Querido diario,
En mi séptimo día en Perú, mi viaje sigue avanzando con emocionantes aventuras y descubrimientos. Hoy me dirigí desde el Valle Sagrado hacia Cusco, una ciudad rica en historia y encanto. Cada rincón de este lugar parece estar impregnado de la grandeza de la civilización inca y la vitalidad de la cultura peruana.
Comencé mi día temprano, saliendo a las 10 de la mañana hacia Cusco. El viaje fue un trayecto lleno de paisajes impresionantes, que me recordaron la diversidad de este hermoso país. Una vez en Cusco, mi primera parada fue una clase de pisco sour, la bebida emblemática de Perú. Aprendí sobre su historia y tuve la oportunidad de preparar mi propia bebida mientras compartía risas y momentos agradables.
Por la tarde, me embarqué en una caminata por la ciudad, descubriendo sus tesoros culturales uno tras otro. Mi primer destino fue el Templo del Qoricancha, un lugar que destila la magnificencia de la civilización inca. La fusión de la arquitectura inca y española fue un recordatorio de la rica historia de esta región.

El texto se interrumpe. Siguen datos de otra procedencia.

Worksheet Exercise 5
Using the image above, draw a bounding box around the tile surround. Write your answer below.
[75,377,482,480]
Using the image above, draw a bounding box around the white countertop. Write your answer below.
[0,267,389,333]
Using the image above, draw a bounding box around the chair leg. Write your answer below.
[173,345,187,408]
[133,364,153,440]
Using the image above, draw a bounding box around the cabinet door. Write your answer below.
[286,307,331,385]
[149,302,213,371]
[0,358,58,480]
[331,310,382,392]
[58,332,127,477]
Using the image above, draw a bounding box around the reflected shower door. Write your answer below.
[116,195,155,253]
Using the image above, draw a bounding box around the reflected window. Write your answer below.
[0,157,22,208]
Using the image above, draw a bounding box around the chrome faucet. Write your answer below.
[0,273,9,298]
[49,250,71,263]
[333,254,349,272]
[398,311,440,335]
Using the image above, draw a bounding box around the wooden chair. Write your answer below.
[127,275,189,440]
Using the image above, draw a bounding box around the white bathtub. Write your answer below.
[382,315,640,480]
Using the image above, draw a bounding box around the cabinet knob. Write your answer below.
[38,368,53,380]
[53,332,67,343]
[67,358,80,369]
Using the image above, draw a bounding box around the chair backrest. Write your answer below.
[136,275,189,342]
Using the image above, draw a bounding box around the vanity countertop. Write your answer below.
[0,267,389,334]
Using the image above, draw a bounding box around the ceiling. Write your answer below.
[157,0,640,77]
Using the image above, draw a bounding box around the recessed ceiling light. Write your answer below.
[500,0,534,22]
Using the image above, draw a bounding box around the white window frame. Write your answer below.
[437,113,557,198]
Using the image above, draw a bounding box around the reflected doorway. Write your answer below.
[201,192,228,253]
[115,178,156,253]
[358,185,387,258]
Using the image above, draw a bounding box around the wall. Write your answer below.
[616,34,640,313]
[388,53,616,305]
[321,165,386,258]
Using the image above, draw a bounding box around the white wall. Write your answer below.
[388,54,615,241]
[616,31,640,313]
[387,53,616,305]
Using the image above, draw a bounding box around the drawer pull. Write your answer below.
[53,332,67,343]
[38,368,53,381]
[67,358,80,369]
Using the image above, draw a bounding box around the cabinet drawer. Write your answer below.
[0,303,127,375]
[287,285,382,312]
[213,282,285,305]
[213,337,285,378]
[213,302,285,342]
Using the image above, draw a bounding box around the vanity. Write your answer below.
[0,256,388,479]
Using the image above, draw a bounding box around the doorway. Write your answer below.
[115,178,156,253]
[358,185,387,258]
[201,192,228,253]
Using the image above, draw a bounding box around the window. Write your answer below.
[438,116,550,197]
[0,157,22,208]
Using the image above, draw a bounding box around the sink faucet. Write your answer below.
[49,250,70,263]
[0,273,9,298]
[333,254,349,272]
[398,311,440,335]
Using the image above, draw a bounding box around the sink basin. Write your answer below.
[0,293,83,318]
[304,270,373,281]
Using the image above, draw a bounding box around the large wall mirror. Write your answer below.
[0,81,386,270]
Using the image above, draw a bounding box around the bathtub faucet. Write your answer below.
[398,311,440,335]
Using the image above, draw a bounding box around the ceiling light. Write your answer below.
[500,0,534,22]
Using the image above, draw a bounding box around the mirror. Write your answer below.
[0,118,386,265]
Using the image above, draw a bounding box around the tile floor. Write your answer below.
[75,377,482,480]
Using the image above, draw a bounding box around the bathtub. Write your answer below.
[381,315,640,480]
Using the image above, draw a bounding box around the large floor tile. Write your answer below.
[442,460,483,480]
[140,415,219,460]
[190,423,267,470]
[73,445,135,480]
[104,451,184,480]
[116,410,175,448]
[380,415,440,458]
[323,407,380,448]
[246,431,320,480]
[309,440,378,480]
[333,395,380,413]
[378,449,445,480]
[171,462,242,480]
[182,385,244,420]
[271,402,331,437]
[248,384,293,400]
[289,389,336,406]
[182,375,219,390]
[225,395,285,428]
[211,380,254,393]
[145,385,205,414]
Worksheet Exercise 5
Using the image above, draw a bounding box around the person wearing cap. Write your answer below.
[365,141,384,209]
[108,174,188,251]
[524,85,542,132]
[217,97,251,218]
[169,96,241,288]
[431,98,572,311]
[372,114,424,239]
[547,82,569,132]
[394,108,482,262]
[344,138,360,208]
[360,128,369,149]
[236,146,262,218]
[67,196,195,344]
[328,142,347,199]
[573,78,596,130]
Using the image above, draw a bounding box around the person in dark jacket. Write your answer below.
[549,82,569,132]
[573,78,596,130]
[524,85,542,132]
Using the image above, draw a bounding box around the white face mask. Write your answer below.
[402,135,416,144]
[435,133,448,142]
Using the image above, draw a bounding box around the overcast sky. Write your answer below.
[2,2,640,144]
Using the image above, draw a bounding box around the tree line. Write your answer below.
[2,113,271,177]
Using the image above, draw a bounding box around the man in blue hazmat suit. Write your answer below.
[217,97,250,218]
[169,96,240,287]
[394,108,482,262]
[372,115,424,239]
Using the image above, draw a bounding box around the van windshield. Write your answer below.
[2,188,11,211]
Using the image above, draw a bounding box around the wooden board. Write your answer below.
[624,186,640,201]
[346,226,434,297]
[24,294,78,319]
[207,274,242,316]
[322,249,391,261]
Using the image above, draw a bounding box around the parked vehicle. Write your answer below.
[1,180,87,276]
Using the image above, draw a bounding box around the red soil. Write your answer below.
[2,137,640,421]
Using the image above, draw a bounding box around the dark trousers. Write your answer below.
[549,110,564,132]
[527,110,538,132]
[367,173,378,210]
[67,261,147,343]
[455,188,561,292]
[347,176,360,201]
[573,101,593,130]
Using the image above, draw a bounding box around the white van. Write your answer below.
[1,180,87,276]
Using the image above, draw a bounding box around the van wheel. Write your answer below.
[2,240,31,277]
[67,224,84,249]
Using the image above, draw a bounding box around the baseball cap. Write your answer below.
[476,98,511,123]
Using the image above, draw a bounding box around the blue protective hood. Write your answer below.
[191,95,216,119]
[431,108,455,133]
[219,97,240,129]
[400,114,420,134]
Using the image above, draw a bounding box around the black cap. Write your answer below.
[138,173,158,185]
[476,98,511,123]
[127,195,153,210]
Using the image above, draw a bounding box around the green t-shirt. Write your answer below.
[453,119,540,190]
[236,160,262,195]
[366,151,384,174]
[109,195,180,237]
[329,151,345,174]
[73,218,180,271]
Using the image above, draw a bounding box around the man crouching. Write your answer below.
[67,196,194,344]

La Catedral del Cusco fue mi siguiente parada, una estructura imponente que se erige como un testigo de los cambios que ha vivido esta ciudad a lo largo de los siglos. La Plaza de Armas, el corazón del Cusco, estaba llena de vida y actividad. Me tomé un momento para sentarme y absorber la energía de este lugar, mientras observaba a la gente pasar.
Mi caminata me llevó a la famosa Piedra de los Doce Ángulos, un ejemplo impresionante de la maestría en la construcción de los incas. Exploré el pintoresco barrio de San Blas, con sus calles empedradas y talleres de artesanías. Cada rincón tenía una historia que contar y un pedazo de cultura que compartir.
Mi día en Cusco terminó con tiempo libre, un momento que aproveché para disfrutar de la ciudad a mi propio ritmo. Me detuve en una cafetería local para disfrutar de un café caliente y degustar el delicioso pancito cusqueño. Observé la vida que fluía alrededor y reflexioné sobre todas las experiencias que había vivido hasta ahora.
Mañana, continuaré explorando Cusco, sumergiéndome en su historia y su esencia. Cada día en este país me llena de gratitud y asombro, y estoy emocionada por lo que está por venir en esta increíble travesía.
Hasta la próxima, querido diario, mientras sigo compartiendo mis emociones y descubrimientos en este viaje único.